Acontece que foi inicialmente manuscrito sem recurso às modernices das teclas, coisa que se virmos bem nem sabemos como funcionam. Carrega uma pessoa num botão, e logo aparece uma letra desenhada. Ele há coisas!
Mas pronto. Outras há de bem maior espanto e já se nos não arregalam os olhos perante elas. Sinal dos tempos. Indo ao assunto de antes deste pequeno desvio, deixem que lhe diga que a impossibilidade de leitura, brotaria por duas razões cada qual a primeira.
Uma, porque confesso, escrevo tamanhos gatafunhos que nem eu mesmo passados uns minutos sei assim lá muito bem o que significam os rabiscos a que o bico da caneta deu forma. Mas com um migalho de esforço lá adivinho depois de juntar as peças e de me ocorrer a lembrança da ideia.
A outra e a que mais monta aqui nesta nossa conversa, tem a ver com o pormenor de o papel antes completamente alvo, ter sido rabiscado durante uma viagem por via férrea entre a invicta cidade do Porto e a mui garbosa cidade da Régua, ou antes, do Peso da Régua para não ferir algumas sensibilidades, por quem sois, muito recentemente, mas em comboio do tempo dos Afonsinhos.
Se os gatafunhos de índole própria já eram de se lerem com muito custo, então os do final nem é bom falar. O documento a que seria dada estampa, iria taxativamente parecer-se com um registo de sismógrafo ou de um eletrocardiograma por exemplo, por tantos serem as linhas pontiagudas e em sinusoide afincadamente elaboradas.
A locomotiva andava e tremia que nem varas verdes. A cada arranque parecia que se desconchavava, mas depois que nem récua com alimárias de freio nos dentes, seguia linha afora em velocidade quase estonteante de umas boas dúzias de léguas por hora. Digo eu pois assim se me afigurava.
Enquanto isso, a cada tremida da pobre coitada a pobre da minha mão direita, não conseguia obedecer aos mandos do cérebro remetidos para a caneta para que ela desenhasse devidamente cada letra como lhe compete, dando forma a cada ideia, pois foi para isso que Deus Nosso Senhor deu saber aos homens para a inventarem.
Mas não, a tarefa foi-se revelando quase impossível. Por altura da Livração optou o escriva por desistir da empreitada. Foi-se à leitura. Outra coisa impossível. Nem sei se eram as linhas do livro, ou se os olhos, que andavam para cima e para baixo naquele verdadeiro carrocel. Entardecia e como o usufruto da paisagem sublime depois de Mosteirô não seria possível, restava-me uma soneca, algo fácil dada a minha proximidade com o deus Morfeu. Mas já não valia a pena.
Aliás, nem o frio tipo corrente de ar que circulava na carruagem permitiria conforto para tal.
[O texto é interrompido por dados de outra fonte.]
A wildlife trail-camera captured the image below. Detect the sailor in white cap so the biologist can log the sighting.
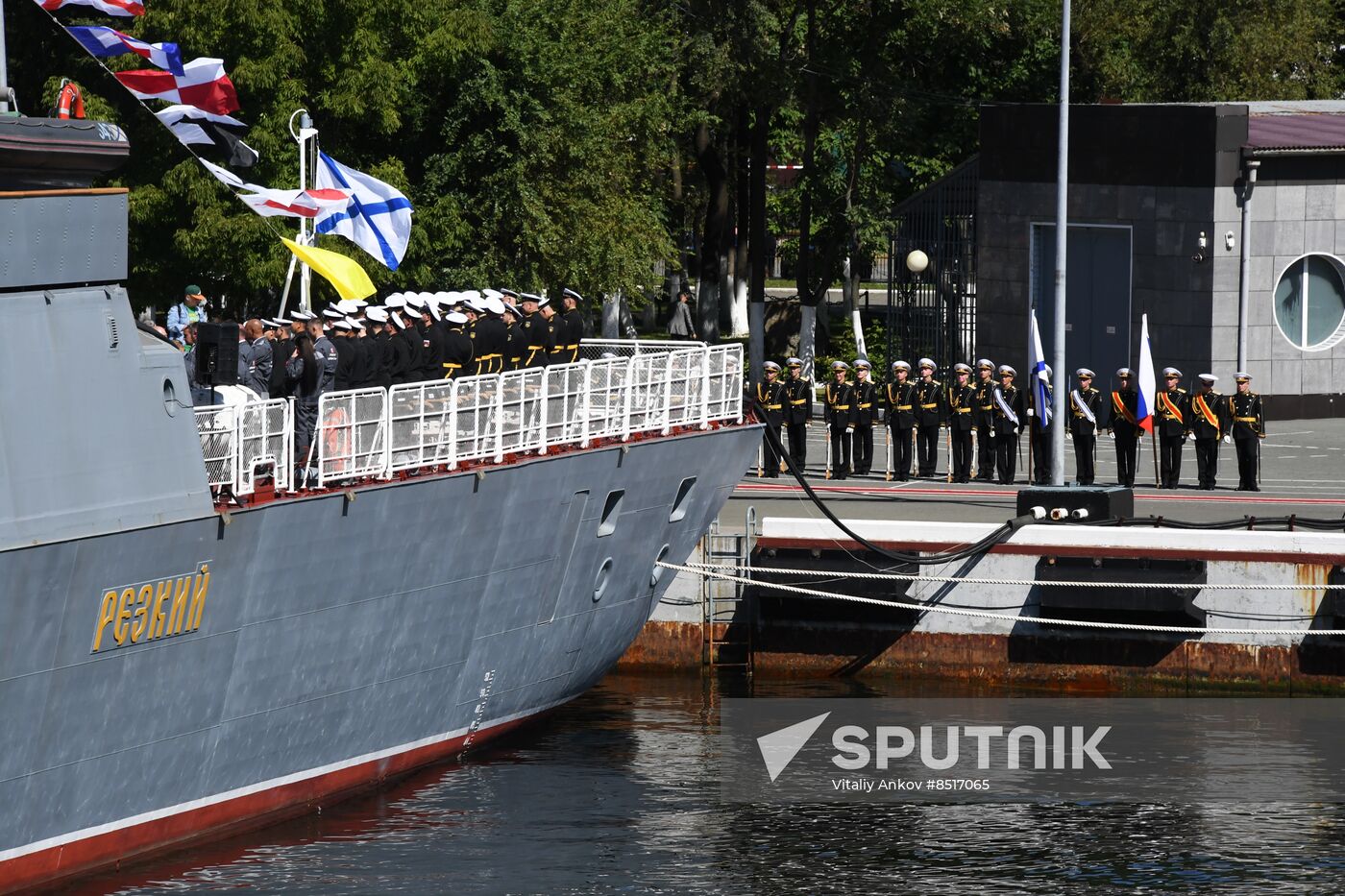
[1107,367,1139,489]
[850,358,880,476]
[915,358,948,477]
[518,292,551,370]
[887,360,916,482]
[557,289,584,365]
[947,360,976,483]
[824,360,854,479]
[990,365,1028,486]
[1228,370,1265,491]
[438,311,477,379]
[972,358,995,482]
[1154,367,1190,489]
[1069,367,1102,486]
[756,360,784,479]
[1186,374,1230,491]
[784,358,813,472]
Fiquei-me pelo deixar escorrer o tempo até ao final da jornada com o pensamento solto por aí por tantas coisas que sempre merecem a pena e a que na voragem nem sempre se liga.
Ficou este desabafo que antes de tudo é um lamento. Uma condenação até. Quer dos que na modernidade fazem com que na Linha do Douro se viaje sem conforto e rapidez aceitáveis, e de nós todos que nos alegramos muito quando louvam a nossa região, mas não nos sabemos dar ao respeito.
Depois, o comboio lá seguiu, acho eu, linha acima e depois linha abaixo. Tum, tum catrum, catrum, apito aqui, apito ali. Faço o favor, mostre-me o seu bilhete.